One great idea is rarely enough, especially for product development. “Almost every product has a life cycle – it goes up and then it comes down – so it’s extremely rare to have a company born out of one idea…we’re, I think, potentially the very best in the world at licensing in terms of our success rate, and one in three [products] licenses. So two out of three don’t, despite massive effort. Industry average is like one in a hundred. And some of the big guys are like one in several thousand. So it’s high risk, no matter how good your idea is, ‘cause not all great ideas are economic opportunities.”

You have to trust people. “In the end, business is done with other human beings, and if you’re distrustful and annoying to deal with…people come to me all the time and they act distrustful and [they say] ‘You’re not going to steal my idea are you?’ And I’m like, ‘No, but I’m not going to work with you either.’”

Crowdfunding platforms have changed the finance game for startups. It’s lowered the barrier to entry dramatically ‘cause the hardest part by far was raising money. And coming up with ideas and developing products is easy. It’s fun. It’s play … so the good news is, tons of great ideas that before would never see the light of day for lack of funding now get to see the light of day. The bad news is, it’s still hard. It’s gotten a lot easier, but it’s still hard.”
Leadership and managing employees are as important – if not more so – than what you sell. “There was definitely a big challenge on the front-end of learning how to handle employees and manage them in a way that made them happy and yielded results. Because just being totally hands-off doesn’t work, ‘cause if they don’t get results, no one’s happy – they’re not happy, you’re not happy. If you’re micromanaging people and putting too much pressure on them, then again that doesn’t work. So finding the right balance is the key to empowering people and pushing them to do great things without offending them.”

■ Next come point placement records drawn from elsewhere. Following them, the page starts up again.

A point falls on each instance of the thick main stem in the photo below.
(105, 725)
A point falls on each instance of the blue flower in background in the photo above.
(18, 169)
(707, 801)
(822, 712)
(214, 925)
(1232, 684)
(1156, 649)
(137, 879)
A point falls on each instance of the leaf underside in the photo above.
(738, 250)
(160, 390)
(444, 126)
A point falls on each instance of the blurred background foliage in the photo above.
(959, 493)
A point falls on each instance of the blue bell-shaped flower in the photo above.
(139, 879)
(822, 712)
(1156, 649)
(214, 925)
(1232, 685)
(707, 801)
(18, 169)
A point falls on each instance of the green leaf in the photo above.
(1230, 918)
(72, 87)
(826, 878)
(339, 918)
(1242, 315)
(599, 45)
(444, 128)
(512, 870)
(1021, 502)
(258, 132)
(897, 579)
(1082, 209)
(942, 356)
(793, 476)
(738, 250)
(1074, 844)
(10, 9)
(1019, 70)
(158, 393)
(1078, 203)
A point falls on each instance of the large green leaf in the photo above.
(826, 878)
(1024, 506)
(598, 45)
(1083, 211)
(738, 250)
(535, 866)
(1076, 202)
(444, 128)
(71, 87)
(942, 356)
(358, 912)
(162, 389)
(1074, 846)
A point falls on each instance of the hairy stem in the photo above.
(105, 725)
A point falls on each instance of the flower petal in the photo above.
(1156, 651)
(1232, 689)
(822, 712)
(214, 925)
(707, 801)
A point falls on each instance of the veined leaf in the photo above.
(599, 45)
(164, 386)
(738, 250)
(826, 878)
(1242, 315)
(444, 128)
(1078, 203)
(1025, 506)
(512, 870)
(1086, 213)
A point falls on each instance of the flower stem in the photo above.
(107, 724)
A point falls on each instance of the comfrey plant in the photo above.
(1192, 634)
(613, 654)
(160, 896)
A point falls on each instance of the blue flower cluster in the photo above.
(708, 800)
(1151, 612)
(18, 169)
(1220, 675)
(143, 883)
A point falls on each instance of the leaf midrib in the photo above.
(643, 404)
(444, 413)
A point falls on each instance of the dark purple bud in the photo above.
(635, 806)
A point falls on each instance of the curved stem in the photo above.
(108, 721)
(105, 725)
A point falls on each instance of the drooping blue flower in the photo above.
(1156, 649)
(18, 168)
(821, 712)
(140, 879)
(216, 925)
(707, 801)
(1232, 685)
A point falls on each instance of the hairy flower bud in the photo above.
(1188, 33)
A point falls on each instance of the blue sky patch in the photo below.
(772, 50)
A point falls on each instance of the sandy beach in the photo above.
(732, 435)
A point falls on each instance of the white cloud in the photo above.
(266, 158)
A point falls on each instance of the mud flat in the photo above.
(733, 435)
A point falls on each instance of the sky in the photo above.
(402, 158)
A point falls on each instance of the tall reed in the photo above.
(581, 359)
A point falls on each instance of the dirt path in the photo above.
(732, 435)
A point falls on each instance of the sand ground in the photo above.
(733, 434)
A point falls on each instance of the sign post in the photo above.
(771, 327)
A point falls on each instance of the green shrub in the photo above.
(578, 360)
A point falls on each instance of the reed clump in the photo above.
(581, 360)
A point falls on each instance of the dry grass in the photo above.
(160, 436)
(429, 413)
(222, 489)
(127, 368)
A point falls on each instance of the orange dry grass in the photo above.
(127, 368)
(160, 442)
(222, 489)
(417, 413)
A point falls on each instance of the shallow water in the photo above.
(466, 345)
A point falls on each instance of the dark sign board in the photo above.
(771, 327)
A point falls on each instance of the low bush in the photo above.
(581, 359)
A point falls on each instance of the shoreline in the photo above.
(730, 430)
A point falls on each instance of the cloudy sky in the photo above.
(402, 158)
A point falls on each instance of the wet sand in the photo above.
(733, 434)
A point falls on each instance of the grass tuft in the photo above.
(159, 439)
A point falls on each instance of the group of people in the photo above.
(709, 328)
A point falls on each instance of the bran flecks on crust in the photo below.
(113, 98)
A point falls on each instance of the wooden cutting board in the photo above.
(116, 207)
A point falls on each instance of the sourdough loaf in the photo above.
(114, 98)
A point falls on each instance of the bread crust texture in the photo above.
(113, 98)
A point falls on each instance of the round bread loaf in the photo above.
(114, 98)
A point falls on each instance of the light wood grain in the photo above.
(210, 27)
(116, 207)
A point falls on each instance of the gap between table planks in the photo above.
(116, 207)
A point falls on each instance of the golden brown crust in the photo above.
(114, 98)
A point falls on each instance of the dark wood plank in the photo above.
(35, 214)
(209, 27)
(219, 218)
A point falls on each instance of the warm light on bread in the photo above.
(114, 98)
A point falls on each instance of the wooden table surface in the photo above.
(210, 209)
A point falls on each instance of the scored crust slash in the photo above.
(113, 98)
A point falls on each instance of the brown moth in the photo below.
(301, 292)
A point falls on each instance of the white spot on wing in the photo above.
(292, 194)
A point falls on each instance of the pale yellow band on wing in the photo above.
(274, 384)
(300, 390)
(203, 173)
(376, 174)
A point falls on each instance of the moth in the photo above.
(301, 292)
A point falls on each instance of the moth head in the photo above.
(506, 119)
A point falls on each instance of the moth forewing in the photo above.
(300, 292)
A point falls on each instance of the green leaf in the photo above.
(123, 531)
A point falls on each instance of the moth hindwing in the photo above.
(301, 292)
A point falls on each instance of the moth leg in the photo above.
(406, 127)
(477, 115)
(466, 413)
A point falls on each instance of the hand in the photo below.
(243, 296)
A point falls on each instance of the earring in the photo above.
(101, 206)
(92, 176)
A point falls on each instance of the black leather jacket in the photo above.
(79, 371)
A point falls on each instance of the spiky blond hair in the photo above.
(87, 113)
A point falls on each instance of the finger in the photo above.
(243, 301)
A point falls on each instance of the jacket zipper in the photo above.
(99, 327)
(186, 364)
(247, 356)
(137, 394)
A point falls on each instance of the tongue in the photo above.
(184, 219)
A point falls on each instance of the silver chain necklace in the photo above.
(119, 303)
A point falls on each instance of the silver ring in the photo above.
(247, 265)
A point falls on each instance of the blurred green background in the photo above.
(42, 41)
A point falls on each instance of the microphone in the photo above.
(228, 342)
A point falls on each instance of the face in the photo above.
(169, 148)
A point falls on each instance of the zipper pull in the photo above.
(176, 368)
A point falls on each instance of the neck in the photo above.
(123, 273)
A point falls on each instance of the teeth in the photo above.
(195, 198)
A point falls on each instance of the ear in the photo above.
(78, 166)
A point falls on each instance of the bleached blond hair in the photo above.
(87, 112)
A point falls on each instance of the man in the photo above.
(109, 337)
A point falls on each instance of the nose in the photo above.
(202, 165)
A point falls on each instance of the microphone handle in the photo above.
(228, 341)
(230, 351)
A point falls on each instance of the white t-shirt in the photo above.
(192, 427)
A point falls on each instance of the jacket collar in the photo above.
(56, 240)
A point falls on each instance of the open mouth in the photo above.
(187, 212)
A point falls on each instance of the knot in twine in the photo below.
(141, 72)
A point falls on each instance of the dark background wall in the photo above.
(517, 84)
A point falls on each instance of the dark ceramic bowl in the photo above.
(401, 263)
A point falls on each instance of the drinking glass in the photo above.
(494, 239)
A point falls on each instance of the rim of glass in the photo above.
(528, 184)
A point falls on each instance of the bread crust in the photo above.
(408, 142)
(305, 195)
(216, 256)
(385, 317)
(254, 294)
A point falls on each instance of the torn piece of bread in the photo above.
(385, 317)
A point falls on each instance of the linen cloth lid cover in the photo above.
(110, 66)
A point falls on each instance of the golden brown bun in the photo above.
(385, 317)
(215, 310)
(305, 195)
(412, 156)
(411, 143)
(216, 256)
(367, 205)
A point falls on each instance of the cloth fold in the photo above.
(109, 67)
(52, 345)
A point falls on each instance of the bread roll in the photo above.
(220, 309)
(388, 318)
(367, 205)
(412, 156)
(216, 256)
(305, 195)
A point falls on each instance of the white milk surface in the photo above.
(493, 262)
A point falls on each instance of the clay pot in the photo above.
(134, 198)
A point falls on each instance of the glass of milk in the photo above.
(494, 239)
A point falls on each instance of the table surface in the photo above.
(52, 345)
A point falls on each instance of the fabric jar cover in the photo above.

“I’ve taken courses on emotional intelligence to better understand how people including myself work, in order to try to be a better leader and figure out what leadership really means, because it’s not actually that obvious…what does it mean to lead people, as opposed to just boss them around and tell them what to do?’”

Your company should be attractive to your employees, not just your customers. “I have always believed that an employer’s duty is to take care of their people…they’re giving you their labor, they’re giving you their time, their loyalty, and you get to take care of them and be not just their source of money but their social safety net. This isn’t just a business exchange; we’re trying to create a uniquely human environment here where it’s like family, not in the sense of like Disney-style, you know, ‘We’re all a family!’ but more that like we’re actually here taking care of each other and working together to create an awesome place for us all to work.”

Three pieces of advice for inventors: 1. Don’t patent the idea; patent the product. If changes need to be made between concept and commercial reality, it could cost tens of thousands of dollars to reapply for the correct patent. 2. Educate yourself – about patent law, intellectual property law, the process of invention. There are resources. Many of them are free. 3. Don’t be paranoid. Most people are not out to steal your ideas.